Histological Criteria Predicts Lymphoma Transformation in Bone Marrow Biopsies
Posted on 16 Feb 2022
Large cell transformation (LCT) of indolent B-cell lymphomas, such as follicular lymphoma (FL) and chronic lymphocytic leukemia (CLL), signals a worse prognosis, at which point aggressive chemotherapy is initiated.
Although LCT is relatively straightforward to diagnose in lymph nodes, a marrow biopsy is often obtained first given its ease of procedure, low cost, and low morbidity. Criteria for morphologic evaluation of lymphoma transformation are not established in bone marrow biopsies.
Pathologists at the Yale Medicine (New Haven, CT, USA) and their colleagues studied the accuracy and reproducibility of a trained convolutional neural network in identifying LCT, in light of promising machine learning tools that may introduce greater objectivity to morphologic analysis. They retrospectively identified patients who had a diagnosis of FL or CLL who had undergone bone marrow biopsy for the clinical question of LCT.
They scored morphologic criteria and correlated results with clinical disease progression. In addition, whole slide scans were annotated into patches to train convolutional neural networks to discriminate between small and large tumor cells and to predict the patient's probability of transformation. All FL and CLL cases were scanned at ×40 magnification using a high-resolution Aperio scanner the Aperio ScanScope CS, (Aperio Technologies, Vista, CA, USA) and annotated with the digital pathology analysis software QuPath to define areas of maturing trilineage hematopoiesis, small cell lymphoma, and large cell lymphoma.
The investigators reported that using morphologic examination, the proportion of large lymphoma cells (≥10% in FL and ≥30% in CLL), chromatin pattern, distinct nucleoli, and proliferation index were significantly correlated with LCT in FL and CLL. Compared to pathologist-derived estimates, machine-generated quantification demonstrated better reproducibility and stronger correlation with final outcome data. Of the four models considered, the end-to-end convolutional neural network (CNN)-based model obtained the best results, with an AUROC of 0.857. This was followed by the logistic regression model trained on surface area estimates extracted from QuPath annotations (AUROC, 0.851).

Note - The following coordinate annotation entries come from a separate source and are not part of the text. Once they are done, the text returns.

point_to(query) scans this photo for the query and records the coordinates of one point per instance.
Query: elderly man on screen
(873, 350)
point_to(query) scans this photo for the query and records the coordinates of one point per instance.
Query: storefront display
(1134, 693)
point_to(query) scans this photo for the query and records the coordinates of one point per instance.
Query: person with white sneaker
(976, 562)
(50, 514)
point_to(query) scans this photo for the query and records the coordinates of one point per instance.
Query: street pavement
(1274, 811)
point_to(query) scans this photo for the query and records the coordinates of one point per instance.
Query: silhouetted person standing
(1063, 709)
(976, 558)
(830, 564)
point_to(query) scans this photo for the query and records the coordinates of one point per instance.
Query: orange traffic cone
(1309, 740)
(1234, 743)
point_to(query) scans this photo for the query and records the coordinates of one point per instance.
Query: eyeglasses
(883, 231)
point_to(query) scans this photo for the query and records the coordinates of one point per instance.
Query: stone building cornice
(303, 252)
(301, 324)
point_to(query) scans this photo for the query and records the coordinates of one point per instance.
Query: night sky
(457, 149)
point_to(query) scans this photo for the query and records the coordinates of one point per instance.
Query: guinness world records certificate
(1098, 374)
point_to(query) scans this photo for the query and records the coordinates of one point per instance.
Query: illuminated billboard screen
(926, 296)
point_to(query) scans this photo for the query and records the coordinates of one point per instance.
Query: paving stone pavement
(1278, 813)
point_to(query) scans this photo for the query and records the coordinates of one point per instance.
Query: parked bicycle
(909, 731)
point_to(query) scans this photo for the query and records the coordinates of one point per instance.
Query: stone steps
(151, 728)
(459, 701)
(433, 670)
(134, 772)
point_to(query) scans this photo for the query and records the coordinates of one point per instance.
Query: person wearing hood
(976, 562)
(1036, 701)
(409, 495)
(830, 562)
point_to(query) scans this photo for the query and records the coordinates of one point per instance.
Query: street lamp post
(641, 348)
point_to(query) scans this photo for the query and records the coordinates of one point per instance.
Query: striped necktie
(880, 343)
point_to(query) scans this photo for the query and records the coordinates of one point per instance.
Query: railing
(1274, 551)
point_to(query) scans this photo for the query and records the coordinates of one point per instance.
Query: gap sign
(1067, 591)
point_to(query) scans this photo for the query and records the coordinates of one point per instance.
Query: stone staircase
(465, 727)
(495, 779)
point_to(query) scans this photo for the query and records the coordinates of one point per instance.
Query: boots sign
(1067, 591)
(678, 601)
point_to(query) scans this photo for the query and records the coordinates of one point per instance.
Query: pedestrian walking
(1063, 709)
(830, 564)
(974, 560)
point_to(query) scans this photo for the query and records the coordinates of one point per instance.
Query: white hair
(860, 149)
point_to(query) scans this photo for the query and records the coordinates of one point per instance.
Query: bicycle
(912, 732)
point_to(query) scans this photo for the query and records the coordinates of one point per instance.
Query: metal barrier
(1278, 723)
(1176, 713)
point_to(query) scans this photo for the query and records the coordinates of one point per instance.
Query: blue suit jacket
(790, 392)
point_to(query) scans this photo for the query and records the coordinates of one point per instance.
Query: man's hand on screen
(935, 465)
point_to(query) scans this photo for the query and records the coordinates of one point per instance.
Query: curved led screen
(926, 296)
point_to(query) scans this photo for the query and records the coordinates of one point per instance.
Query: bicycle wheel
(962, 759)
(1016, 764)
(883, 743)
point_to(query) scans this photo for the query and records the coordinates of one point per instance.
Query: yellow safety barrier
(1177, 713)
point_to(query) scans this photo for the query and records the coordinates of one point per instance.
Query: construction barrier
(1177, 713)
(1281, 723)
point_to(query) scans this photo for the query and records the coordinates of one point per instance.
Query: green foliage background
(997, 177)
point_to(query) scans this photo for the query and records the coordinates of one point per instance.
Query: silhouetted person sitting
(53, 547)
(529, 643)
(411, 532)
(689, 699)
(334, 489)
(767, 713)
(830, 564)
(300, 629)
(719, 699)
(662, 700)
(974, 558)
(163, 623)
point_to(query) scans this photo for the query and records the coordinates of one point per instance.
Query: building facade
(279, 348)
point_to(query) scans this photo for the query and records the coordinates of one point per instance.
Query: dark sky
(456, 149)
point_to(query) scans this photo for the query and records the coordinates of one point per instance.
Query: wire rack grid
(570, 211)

The authors concluded that their histologic findings may serve as indications of LCT in bone marrow biopsies. The pathologist-augmented with machine system appeared to be the most predictive, arguing for greater efforts to validate and implement these tools to further enhance physician practice. The study was published in the February 2022 issue of the journal Archives of Pathology and Laboratory Medicine.